Zelfstudie Opdracht: Monogene overerving
Doelstellingen
Autosomaal dominant en recessief, X-gebonden dominant en recessief, Y-gebonden, mitochondrieel.
Nieuwe mutaties, mozaïcisme, locus- allelische- en fenotypische heterogeniteit, niet penetrantie, verlate
aanvangsleeftijd, variabele expressie, imprinting, anticipatie, pleiotropie, consanguiniteit
Wet v Hardy Weinberg, kent de limitaties, en kan uitleggen hoe de wet allelfrequenties in populaties
bepaalt.
Effect van bottlenecks, founder effecten, inbreeding, selectie en heterozygoot voordeel.
Opdrachten
Oefening 1
Bereken de genfrequentie en de carrier frequentie voor de volgende autosomaal recessieve
ziekten:
Incidentie:
1) Adenosine deaminase deficiëntie: 1/100.000
2) Medium keten acylCoAdehydrogenase: 1/10.000
3) Haemochromatose: 1/400
Oefening 2
Wat is de kans dat een gezonde broer of zus van een patiënt met een autosomaal recessieve
aandoening carrier is (beide ouders carrier)?
Oefening 3
De frequentie van sikkel cel anemie, een autosomaal recessieve aandoening is 1/625 bij
Amerikaanse zwarten.
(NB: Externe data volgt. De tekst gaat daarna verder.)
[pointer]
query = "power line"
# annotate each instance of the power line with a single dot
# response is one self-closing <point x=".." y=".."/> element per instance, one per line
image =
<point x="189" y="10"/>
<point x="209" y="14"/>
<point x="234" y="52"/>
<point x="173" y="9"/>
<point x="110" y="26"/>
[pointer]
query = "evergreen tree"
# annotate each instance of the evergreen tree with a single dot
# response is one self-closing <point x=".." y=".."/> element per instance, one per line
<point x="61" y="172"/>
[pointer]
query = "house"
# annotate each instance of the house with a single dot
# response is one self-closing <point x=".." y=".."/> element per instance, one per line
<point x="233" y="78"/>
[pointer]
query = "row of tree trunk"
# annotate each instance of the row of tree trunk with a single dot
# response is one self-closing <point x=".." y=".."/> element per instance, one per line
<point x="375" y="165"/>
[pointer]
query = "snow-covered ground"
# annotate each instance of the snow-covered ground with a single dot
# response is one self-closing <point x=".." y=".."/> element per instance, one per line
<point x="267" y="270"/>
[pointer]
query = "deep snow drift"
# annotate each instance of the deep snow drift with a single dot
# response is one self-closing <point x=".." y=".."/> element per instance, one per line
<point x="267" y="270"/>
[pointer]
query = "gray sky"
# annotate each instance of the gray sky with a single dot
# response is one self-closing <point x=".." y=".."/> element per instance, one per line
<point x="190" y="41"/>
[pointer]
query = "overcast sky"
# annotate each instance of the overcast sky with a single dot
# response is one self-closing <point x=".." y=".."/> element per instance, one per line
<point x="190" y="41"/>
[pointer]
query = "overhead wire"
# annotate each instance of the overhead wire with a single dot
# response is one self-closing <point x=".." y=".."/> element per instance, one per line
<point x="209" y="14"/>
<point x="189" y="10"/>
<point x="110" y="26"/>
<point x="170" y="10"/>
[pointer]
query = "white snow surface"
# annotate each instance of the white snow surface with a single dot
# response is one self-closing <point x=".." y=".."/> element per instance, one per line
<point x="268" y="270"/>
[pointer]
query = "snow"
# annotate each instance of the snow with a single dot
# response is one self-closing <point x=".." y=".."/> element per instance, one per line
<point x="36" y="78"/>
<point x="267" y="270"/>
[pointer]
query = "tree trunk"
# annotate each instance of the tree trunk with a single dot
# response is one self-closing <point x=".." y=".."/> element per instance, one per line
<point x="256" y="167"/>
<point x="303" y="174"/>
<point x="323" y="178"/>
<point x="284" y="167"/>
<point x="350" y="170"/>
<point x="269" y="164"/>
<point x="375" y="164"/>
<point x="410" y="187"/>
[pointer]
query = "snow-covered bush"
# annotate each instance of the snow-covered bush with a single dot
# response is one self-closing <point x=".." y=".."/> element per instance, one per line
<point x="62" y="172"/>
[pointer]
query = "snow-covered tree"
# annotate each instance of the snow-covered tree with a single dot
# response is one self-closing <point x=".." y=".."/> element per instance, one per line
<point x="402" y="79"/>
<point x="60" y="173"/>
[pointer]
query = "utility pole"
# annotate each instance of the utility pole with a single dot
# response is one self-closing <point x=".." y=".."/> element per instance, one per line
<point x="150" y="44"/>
Wat is de kans dat een klinisch normale zuster van een patiënt met
sikkel cel anemie een aangetast kind heeft, wanneer ze trouwt met een niet verwante
Amerikaanse zwarte?
Oefening 4
De frequentie van het gen voor albinisme (autosomaal recessief) in een populatie is gekend: 1/200.
Wat is het risico op een aangetast kind van een aangetaste vrouw met een man die niet verwant
is en geen familieleden met albinisme heeft?
Oefening 5
Neem aan dat het voorkomen van sproeten een dominant kenmerk is. In een familie hebben beide
ouders sproeten. Hun dochter heeft geen sproeten, hun zoon wel. Wat zijn de genotypes?
Oefening 6
Neem aan dat vaste oorlelletjes recessief zijn t.o.v. vrije oorlelletjes. Een man en een vrouw
hebben beide vrije oorlelletjes, maar beide hebben een vader met vaste oorlelletjes. Geef de
stamboom en de genotypes. Kan dit koppel een kind met vaste oorlelletjes hebben?
Oefening 7
Een man is kleurenblind (X-gebonden recessief), net zoals zijn broer. Zijn dochter is zwanger. Wat is
haar kans op een aangetast kind?
Oefening 8
, De incidentie van Duchenne spierdystrofie is ongeveer 1/3500 jongetjes. Wat is de frequentie van
vrouwelijke draagsters voor deze ziekte?
Oefening 9
Twee fenotypisch normale mensen trouwen. Ongelukkigerwijs hebben ze een gemeenschappelijke
overgrootvader die leed aan een zeldzame autosomaal recessieve ziekte (incidentie 1/30.000). Neem
aan dat de aangetrouwden in de familie geen carrier of patiënten voor de ziekte zijn, dat er geen
eerdere consanguiniteit is, en dat er geen andere aangetasten in de familie zijn. Wat is de kans
dat het eerste kind van dit koppel aangetast zal zijn. Teken de stamboom
Oefening 10
Twee mensen willen samen kinderen, maar zijn er zich niet van bewust dat ze een
gezamenlijke bet- overgrootmoeder hebben, die heterozygoot was voor een zeer zeldzame
autosomaal recessieve ziekte. Wat is de probabiliteit dat hun eerste kind is aangetast?
Oefening 11
Twee mensen ontmoeten elkaar wanneer ze een voordracht over een zeldzame autosomaal
recessieve ziekte bijwonen, die werd ingericht door een patiënten zelfhulpgroep. Ze hebben beide een
broer of zus met de ziekte. Ze worden verliefd, en willen samen kinderen. Wat is de kans dat hun
eerste kind aangetast zal zijn
Oefening 12
Geef de meest waarschijnlijke overervingswijze voor de volgende stamboom. Ga er van uit dat er geen
complexerende factoren optreden.
Oefening 13
Je bent onderzoeker, en je onderzoekt een familie (stamboom gegeven). Je denkt dat dit een
autosomaal dominante overerving is, en omwille van de vader-zoon overerving denk je dat een X-
gebonden overerving niet mogelijk is. Een collega met zeer veel ervaring denkt echter, op basis
van de klinische symptomen van de familie, dat dit veroorzaakt wordt door een bepaald gen op
het X chromosoom. Is dit mogelijk? Motiveer je antwoord.